UT Health-Pittsburg Hospital: CEO Patrick Swindle, Chief Nursing Officer Casey Mayben, Chief of Staff Dr. James Vanderburg, Infection Prevention Coordinator Chris Pepper-Townsend, Dr. Leslie Tingle, Dr. Moises Plasencia, Dr. Christian Ferrer, Dr. Amy Traylor, and Dr. Anna Hollingsworth;

UTHealth-Pittsburg Hospital staff have been working under our Local Health Authority’s umbrella and conducting free COVID-19 tests, providing follow-up interaction with those individuals who have tested positive, and conducting exposure tracking for persons who may have had contact with a positive case.  Again, there is a small number of people doing everything mentioned in this paragraph.  If any of these persons become infected with COVID-19, it can have a negative impact on them, their families, their co-workers, and obviously, all of us who depend upon the services they provide.

There are the parents who are keeping their families protected, and individuals doing the same for themselves and others.  And, there is the ‘high risk’ portion of our population that have literally been shut-ins for months, afraid to venture out.  According to the COVID-19 Community Vulnerability Index (CCVI), Camp County ranks among the highest percentile of vulnerable populations in the nation.

The public education system, nationwide and right here at home, has a daunting task of determining how to conduct the upcoming school year, during a pandemic situation which has no vaccine and no specific treatment, while the positive cases continue.  The facets are almost endless.  Here are just a few of the challenges:

-How to conduct in-person school and ensure the safety of the children, teachers and staff;

-How to provide spacing in classrooms that were at capacity during normal times;

-How to bus students and maintain distance;  

-How to maintain distance between younger children who aren’t old enough to comprehend the risk;

-How to conduct virtual learning for those children who don’t have access to computers and/or the Internet;

-The schools serve a crucial secondary role, basically as child-care while parents were at work.  What happens if school days or hours are limited or conducted in shifts due to some of the above issues? 

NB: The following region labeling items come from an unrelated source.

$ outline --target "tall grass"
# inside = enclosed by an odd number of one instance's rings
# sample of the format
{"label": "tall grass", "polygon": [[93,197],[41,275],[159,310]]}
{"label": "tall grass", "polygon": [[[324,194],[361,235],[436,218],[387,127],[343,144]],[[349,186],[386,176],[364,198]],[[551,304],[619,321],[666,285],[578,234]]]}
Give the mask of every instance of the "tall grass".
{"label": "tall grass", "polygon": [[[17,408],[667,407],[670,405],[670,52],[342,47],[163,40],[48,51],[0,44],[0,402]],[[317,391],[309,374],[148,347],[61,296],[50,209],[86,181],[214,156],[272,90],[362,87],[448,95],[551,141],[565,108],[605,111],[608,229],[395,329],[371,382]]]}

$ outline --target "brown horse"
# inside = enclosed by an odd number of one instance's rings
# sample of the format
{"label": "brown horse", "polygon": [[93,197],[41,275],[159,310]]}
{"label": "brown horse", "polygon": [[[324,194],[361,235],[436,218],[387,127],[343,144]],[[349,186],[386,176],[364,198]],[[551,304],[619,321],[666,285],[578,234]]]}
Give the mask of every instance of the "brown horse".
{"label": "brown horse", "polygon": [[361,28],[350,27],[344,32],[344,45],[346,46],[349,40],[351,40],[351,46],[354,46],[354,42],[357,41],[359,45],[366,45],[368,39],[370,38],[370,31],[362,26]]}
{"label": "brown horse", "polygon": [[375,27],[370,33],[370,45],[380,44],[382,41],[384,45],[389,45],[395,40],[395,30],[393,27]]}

-What if younger school-aged children are being raised by, or stay with, elderly grandparents while the parents are at work?  Some of those elderly may be in that higher risk category.  

-And, if a teacher, staffer or child tests positive, does the entire class or classes have to be quarantined?  Depending upon the activities that the individual was involved in, the exposure could impact an entire campus.

The goals of the COVID-19 prevention efforts nationwide and locally, has been and remains, (1) to reduce the exposure to the most vulnerable of our society and (2) to not overwhelm the healthcare system with patients requiring hospitalization, intensive care, and ventilators.  While we attempt to maintain a balance of keeping commerce operational, providing and sustaining essential services, and allowing some semblance of the social freedoms that everyone enjoys, we can’t lose sight of those two primary goals.  Until a vaccine is developed, we only reach that balance by person-to-person distancing, covering coughs and sneezes, proper hygiene and sanitization and staying home if sick, unless it’s severe enough to seek medical help.  Thanks to everyone who’s helping to reach those goals, both in front of and behind the scenes.